Statistics and reproducability
Data were expressed as mean ± s.e.m. in figures and text unless noted otherwise. Paired or unpaired two-tailed t-tests, Wilcoxon signed-rank tests, and Pearson regressions were performed as appropriate. One-way, two-way and three-way ANOVA were used to make comparisons across more than two groups. The Shapiro–Wilk test was used to test the normality of residuals. Equal variance was not assumed, and Welch’s corrections or Greenhouse–Geisser corrections were applied. To compare Pearson’s correlations between groups, Fisher’s z-transformation was applied to r values before conducting t-tests.
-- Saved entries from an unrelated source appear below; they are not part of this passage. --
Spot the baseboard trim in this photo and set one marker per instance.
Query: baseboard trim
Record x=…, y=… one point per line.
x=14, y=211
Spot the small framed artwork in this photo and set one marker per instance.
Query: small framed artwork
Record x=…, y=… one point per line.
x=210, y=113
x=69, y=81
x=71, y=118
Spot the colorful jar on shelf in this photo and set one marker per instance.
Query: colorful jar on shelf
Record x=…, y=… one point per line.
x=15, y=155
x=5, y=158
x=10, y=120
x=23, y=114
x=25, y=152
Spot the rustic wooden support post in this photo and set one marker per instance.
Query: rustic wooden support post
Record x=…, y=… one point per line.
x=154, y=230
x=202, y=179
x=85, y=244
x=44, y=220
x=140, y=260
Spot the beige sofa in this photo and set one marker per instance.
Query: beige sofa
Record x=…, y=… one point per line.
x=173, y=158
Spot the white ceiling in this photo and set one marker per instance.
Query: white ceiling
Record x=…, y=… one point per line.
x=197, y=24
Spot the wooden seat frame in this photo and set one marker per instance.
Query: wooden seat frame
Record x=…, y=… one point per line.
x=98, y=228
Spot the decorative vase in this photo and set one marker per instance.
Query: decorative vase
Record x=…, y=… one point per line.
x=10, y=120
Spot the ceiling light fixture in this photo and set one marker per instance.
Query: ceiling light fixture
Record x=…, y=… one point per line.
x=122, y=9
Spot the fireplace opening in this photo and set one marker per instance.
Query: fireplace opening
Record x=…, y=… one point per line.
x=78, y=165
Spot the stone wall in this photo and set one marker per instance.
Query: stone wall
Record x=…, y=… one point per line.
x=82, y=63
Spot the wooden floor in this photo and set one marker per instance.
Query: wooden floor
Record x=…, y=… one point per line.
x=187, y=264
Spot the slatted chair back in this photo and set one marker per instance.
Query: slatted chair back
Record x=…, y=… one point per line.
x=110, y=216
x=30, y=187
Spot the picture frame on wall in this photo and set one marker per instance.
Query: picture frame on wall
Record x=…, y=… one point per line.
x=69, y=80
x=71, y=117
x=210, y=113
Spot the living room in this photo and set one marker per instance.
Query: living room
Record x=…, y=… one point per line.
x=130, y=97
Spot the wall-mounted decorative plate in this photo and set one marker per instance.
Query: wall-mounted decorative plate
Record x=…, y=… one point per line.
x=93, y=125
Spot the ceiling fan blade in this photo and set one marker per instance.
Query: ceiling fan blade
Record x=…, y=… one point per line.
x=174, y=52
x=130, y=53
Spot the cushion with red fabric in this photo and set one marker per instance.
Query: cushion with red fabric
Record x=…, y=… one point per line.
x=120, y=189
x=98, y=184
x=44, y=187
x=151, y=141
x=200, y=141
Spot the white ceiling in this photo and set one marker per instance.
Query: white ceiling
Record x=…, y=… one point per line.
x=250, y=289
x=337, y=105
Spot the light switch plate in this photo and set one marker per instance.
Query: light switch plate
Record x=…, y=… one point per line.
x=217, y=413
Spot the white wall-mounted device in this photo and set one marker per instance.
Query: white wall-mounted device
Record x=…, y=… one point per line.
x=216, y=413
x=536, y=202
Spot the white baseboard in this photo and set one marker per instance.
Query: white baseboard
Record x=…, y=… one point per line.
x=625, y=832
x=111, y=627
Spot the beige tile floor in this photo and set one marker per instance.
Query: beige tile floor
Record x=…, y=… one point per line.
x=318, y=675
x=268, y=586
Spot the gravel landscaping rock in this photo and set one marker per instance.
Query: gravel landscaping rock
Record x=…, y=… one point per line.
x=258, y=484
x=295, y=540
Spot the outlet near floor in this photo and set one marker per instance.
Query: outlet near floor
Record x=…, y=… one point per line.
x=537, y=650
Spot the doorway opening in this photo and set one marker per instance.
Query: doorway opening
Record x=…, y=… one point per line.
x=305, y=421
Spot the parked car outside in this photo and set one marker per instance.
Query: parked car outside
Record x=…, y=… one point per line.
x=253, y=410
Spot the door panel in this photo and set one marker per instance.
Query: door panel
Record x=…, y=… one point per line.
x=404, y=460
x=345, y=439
One statistical outlier was identified using the ROUT method and was removed from Extended Data Fig. 8q (TMT). In Fig. 1g, samples with fewer than 10 cells that met the criteria were excluded (Cluster N5 Npy1r+, 1 excluded; Cluster N8 Npy1r+, 6 excluded; Cluster N9 Npy1r+, 3 excluded; Cluster N10 Npy1r+, 2 excluded). Clusters N11–N14 were excluded owing to low cell counts in both groups. Micrographs are representative of four mice (Fig. 5h), three mice (Extended Data Fig. 2d), four mice (Extended Data Fig. 3c, control), five mice (Extended Data Fig. 3c, ablated), two mice (Extended Data Fig. 5b), three mice (Extended Data Fig. 8b), six mice (Extended Data Fig. 8d–i), two mice (Extended Data Fig. 8w) and three mice (Extended Data Fig. 9a). All statistics were performed using Prism 10 (GraphPad). Test, statistics, significance levels and sample sizes for each experiment are listed in Supplementary Tables 1–3. Not significant, P > 0.05, t-tests and post hoc comparisons: *P < 0.05, **P < 0.01, ***P < 0.001; interaction: †P < 0.05, ††P < 0.01, †††P < 0.001; main effect (group, condition or drug): #P < 0.05, ##P < 0.01, ###P < 0.001.
Reporting summary
Further information on research design is available in the Nature Portfolio Reporting Summary linked to this article.